I've trawled the net but can't get a definite idea. The machine is I think a model from 1995 to 1999 (sorry a bit vague) but am going on the little information I have.

It says 2.3kw on the machine's identity plate so guess I need an element that's rated at around 2.2kw (allowing 100 watts for the pump and other bits).

I also need quite a lot of gaskets (and some for my La San Marco which is also in the middle of a restoration) so would be good to find a supplier of these also.

Any help greatly appreciated as always

Richard


----------



## Bill Kneer (Feb 22, 2012)

I am in the US the machines i have are all 110 VAC that part number is 422-501-001 when you change the element you will also need to change the gasket and that part number is 401-194-010

The 220 V element is 422-501-005 and the 240 V is 442-557-000

If your element has the reset on the element that part number is 531-101-700

Hope that help's if you need further help i will do what i can.
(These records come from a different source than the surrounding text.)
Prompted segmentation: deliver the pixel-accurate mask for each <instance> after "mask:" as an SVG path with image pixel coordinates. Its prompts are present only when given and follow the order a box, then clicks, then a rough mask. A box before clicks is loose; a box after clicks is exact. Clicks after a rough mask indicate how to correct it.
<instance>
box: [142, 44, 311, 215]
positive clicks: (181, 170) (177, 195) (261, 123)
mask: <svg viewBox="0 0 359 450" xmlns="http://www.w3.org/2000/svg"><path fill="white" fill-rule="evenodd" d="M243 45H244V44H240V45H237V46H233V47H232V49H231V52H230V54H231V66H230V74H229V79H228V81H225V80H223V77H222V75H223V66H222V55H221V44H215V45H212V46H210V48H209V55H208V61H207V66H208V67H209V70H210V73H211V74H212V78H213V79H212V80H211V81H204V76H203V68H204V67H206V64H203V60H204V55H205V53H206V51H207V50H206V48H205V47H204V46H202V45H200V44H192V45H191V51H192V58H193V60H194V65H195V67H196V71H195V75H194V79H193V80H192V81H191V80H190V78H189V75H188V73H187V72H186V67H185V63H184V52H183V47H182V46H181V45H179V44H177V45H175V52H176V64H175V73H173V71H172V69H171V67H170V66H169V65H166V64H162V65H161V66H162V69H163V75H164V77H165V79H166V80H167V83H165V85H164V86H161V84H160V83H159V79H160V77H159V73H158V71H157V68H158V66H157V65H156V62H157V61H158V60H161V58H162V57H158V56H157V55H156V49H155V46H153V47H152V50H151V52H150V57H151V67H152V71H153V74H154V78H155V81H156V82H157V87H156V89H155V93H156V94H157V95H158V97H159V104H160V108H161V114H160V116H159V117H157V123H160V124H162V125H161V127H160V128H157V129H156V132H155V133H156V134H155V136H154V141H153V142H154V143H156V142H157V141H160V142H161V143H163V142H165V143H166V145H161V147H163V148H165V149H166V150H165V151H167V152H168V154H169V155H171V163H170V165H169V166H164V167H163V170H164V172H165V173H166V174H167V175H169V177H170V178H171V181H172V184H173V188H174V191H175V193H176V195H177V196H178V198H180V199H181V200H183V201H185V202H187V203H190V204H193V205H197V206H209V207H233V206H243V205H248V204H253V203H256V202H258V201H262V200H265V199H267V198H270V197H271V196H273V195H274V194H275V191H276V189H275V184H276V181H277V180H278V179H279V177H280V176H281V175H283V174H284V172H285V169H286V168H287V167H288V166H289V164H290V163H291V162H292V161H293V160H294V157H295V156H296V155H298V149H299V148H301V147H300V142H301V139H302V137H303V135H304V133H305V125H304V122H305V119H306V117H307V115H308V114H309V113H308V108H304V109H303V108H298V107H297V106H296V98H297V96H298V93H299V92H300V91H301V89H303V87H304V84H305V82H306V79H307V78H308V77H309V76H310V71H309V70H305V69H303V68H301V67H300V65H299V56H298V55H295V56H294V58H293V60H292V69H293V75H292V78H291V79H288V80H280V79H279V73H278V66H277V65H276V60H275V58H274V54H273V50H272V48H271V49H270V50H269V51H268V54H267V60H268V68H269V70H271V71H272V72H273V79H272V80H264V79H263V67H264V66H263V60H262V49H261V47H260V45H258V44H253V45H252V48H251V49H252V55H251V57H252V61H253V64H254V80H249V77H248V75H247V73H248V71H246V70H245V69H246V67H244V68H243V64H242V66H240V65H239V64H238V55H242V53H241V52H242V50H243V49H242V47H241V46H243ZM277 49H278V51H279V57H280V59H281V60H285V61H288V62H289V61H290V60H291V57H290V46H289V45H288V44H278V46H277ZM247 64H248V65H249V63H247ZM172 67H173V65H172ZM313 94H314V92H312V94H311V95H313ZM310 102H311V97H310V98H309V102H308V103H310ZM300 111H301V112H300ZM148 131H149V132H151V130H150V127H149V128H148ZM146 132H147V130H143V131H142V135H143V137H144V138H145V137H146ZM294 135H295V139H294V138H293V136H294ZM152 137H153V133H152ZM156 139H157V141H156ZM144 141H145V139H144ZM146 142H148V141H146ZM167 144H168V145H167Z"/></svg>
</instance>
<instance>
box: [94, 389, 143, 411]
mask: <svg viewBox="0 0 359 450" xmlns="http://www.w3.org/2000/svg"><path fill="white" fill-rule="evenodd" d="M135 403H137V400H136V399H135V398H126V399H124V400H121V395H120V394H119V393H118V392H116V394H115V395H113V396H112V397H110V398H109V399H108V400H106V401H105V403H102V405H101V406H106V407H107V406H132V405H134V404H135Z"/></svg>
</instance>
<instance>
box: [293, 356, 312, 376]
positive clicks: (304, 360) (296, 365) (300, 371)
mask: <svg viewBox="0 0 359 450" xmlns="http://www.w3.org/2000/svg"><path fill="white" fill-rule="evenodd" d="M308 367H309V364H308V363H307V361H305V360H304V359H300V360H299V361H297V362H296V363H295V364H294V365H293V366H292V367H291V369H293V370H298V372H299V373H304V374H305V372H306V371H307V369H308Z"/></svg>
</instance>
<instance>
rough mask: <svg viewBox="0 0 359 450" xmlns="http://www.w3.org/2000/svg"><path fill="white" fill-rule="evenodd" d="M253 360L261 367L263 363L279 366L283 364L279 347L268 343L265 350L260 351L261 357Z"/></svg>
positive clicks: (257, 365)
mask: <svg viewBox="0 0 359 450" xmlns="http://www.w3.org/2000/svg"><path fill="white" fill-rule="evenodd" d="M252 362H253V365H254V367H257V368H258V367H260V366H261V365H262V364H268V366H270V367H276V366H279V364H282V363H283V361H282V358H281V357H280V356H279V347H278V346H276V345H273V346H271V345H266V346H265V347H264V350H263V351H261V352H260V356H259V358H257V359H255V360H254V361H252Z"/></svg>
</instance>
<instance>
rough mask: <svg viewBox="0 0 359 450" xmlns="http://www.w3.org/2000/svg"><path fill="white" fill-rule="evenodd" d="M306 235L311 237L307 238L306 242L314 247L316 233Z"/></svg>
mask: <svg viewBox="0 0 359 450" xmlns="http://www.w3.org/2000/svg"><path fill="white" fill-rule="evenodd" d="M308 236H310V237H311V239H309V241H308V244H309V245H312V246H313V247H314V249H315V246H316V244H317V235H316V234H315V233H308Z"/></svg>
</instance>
You can email me at [email protected]

I am not positive on what differences are on the equipment in the UK and the USA.

Bill


----------



## HizerKite (Feb 25, 2011)

Bill Kneer said:


> I am in the US the machines i have are all 110 VAC that part number is 422-501-001 when you change the element you will also need to change the gasket and that part number is 401-194-010
> 
> The 220 V element is 422-501-005 and the 240 V is 442-557-000
> 
> ...


Hi Bill and many thanks for the very helpful information. I'll have a look at the part numbers you've listed

Regards

Richard


----------